Nach umstrittenem Vorfall: Menschenketten in Grevesmühlen und Schwerin gegen Gewalt

Knapp eine Woche nach dem Vorfall in Grevesmühlen wird in der Stadt gegen Gewalt und für Zusammenhalt demonstriert. Rund 460 Menschen bilden eine Menschenkette. Der Vorfall vor rund einer Woche ist umstritten.
Die Polizei machte in einem Unfallwagen einen mysteriösen Leichenfund.
Die Polizei machte in einem Unfallwagen einen mysteriösen Leichenfund.Foto: Marijan Murat/dpa
Von 22. Juni 2024

Knapp eine Woche nach dem inzwischen umstrittenen Zwischenfall um eine ghanaische Familie haben am Donnerstag laut Polizei in Grevesmühlen rund 460 Personen eine Menschenkette gebildet. Sie wollten so gegen Gewalt und für Zusammenhalt demonstrieren.

Die Veranstalter sprachen von 500 Teilnehmern, die sich mit bunten Bändern zu einer Kette durch das Plattenbaugebiet Ploggenseering verbunden hatten. In dem Wohngebiet hatte sich der Zwischenfall ereignet. Die Aktion verlief laut Polizei friedlich.
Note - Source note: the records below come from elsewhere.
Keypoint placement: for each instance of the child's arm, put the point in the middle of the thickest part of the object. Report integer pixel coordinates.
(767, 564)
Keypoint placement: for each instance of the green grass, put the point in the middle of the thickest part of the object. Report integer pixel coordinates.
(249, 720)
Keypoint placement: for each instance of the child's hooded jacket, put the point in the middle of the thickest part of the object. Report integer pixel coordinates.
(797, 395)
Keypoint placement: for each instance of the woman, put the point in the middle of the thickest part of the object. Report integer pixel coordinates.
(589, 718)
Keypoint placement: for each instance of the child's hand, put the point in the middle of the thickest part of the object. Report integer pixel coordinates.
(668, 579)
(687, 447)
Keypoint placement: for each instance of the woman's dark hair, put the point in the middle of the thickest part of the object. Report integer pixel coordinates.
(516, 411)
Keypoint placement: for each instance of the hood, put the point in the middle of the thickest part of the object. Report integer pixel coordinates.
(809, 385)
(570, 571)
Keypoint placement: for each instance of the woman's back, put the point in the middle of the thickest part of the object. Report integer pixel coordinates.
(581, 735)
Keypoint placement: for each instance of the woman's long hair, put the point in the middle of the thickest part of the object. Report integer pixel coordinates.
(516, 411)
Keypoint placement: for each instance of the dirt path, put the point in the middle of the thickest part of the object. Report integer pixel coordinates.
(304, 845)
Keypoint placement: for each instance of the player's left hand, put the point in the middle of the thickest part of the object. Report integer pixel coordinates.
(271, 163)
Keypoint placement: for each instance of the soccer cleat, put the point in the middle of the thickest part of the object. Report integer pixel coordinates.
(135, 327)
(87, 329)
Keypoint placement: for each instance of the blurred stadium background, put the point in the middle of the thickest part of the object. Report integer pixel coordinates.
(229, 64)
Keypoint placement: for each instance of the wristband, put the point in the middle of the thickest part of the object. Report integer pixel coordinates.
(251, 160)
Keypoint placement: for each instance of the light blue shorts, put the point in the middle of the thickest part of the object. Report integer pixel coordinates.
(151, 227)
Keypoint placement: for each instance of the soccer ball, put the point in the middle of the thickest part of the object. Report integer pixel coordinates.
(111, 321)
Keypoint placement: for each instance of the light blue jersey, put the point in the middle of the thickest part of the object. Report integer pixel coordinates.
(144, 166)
An der Menschenkette beteiligten sich Grevesmühlens Bürgermeister Lars Prahler (parteilos), Mecklenburg-Vorpommerns Kulturministerin Bettina Martin (SPD) und der Wismarer SPD-Bundestagsabgeordnete Frank Junge. Auch rund um den Schweriner Dom bildete sich am Donnerstagabend eine Menschenkette, um „ein Zeichen gegen Rassismus“ zu setzen. Daran nahmen auch MV-Justizministerin Jacqueline Bernhardt (Linke) und der Hamburger Erzbischof Stefan Heße teil. Mecklenburg gehört zum Erzbistum Hamburg.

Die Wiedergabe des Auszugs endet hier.